L´UNSCEAR, porte-parole à l´ONU et l´AIEA prétendaient que les retombées radioactives de Tchernobyl étaient responsables de 30 décès. Au congrès co-organisé par l´OMS à Kiev, en 2001, le Dr. Gentner de l´UNSCEAR concluait son exposé, retenant 30 morts dus aux rayonnements et ajoutait ajoutait: « Comme l´a dit le Dr. Gonzales (Conférencier de l´AIEA qui l´avait précédé), la grande majorité de la population n´a aucune raison de craindre des atteintes graves à la santé suite à l´accident de Tchernobyl. » En 2005 le rapport répète: « nous n´avons constaté aucune incidence négative grave sur la santé du reste de la population... ». Il devient méprisant, lorsqu´il ajoute que l´impact de Tchernobyl sur la santé mentale est « le plus grand problème de santé publique que l´accident de Tchernobyl ait provoqué ».

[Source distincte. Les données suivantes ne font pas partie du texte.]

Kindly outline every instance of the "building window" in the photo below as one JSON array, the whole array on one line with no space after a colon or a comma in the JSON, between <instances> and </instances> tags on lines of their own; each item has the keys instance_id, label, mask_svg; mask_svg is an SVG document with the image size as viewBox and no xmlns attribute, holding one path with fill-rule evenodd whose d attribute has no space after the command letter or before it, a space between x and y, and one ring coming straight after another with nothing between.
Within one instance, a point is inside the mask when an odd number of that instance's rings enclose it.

Les organes des sens et le cerveau sont sensibles aux rayonnements, en particulier ceux émis par des particules de plutonium incorporés. Chez les liquidateurs, l´acuité visuelle baisse avant que des anomalies soient cliniquement. Il y a troubles de l´accommodation, perte de transparence du cristallin, qu´on observe aussi chez les enfants avec une charge chronique de radiocésium dans l´organisme. Ces altérations conduisent à la cataracte. Si la cataracte des jeunes liquidateurs irradiés est opérable, les atteintes du fond d´oeil qui surviennent chez eux conduisent à la cécité. L´oreille interne est aussi touchée: aux troubles de l´audition s´ajoutent des troubles de l´équilibre, vertiges, nystagmus, nauseas et chutes. Ces symptômes constituent un handicap professionnel et peuvent avoir un impact sur le moral.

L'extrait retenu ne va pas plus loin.